Baucus asked the witnesses at today's hearing how approval of the Panama FTA will benefit U.S. exporters. Last year, the U.S. enjoyed a trade surplus with Panama of $5.7 billion, the second-largest U.S. trade surplus in the Western Hemisphere. Although Panama is a small market, its growth rate is one of the highest in Latin America, and the United States exports nearly as much to Panama as it does to larger economies such as Argentina and Peru.
The U.S. is currently Panama's largest supplier of imports. But while Panama's exports have traditionally enjoyed duty-free access to the U.S. market under our trade preference programs, Panama's average tariffs on U.S. goods is around eight percent. The FTA will correct this inequity and level the playing field for U.S. exporters by immediately eliminating tariffs on approximately 88 percent of U.S. exports to Panama, with the remaining tariffs phased out over time. Implementation of the trade agreement will also improve customs administration in Panama -- a major concern for U.S. small businesses. The agreement will also help U.S. farmers compete with farmers from other countries that already have signed FTAs with Panama, including the five neighboring countries in Central America and Chile.

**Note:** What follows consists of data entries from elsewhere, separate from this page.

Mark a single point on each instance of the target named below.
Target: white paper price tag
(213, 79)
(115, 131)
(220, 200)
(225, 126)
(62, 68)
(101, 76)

At the hearing, Baucus touted the groundbreaking, comprehensive labor provisions included in the FTA that he helped negotiate with both Democrats and Republicans in May 2007. These provisions require both parties to protect core international labor rights, including the right to organize and bargain collectively. Those labor rights will be fully enforceable, just like the FTA's commercial provisions, and Panama has already made far?reaching changes to its labor code to comply with the FTA's labor provisions.
Outstanding issues related to labor rights and tax transparency had delayed approval of the FTA since it was signed in 2007. Panama has made significant progress on both fronts, with the Panamanian government's recent ratification of a Tax Information and Exchange Agreement (TIEA) with the U.S. and several labor rights laws enacted in recent months. Implementation of the FTA will further this progress. The TIEA will help combat money laundering and offshore tax evasion.
Baucus also urged Congress to pass TAA in tandem with the pending FTAs with Panama, Colombia and Korea. Baucus has been a longtime champion of the TAA program, which expired on February 13, 2011. Baucus is working with his colleagues in the House and Senate as well as the Administration to pass a package of trade measures including the pending FTAs and a robust, long-term extension of TAA for all eligible groups. In 2009, Baucus led the effort in Congress to pass the most significant expansion and reform of the TAA program, including new performance measures, since it was created in 1962. TAA provides extended income support and job training to workers, firms, ranchers, farmers and communities that experience job loss because of increased imports or factory shifts abroad and also helps prevent layoffs entirely by assisting trade-distressed companies retool and become more competitive.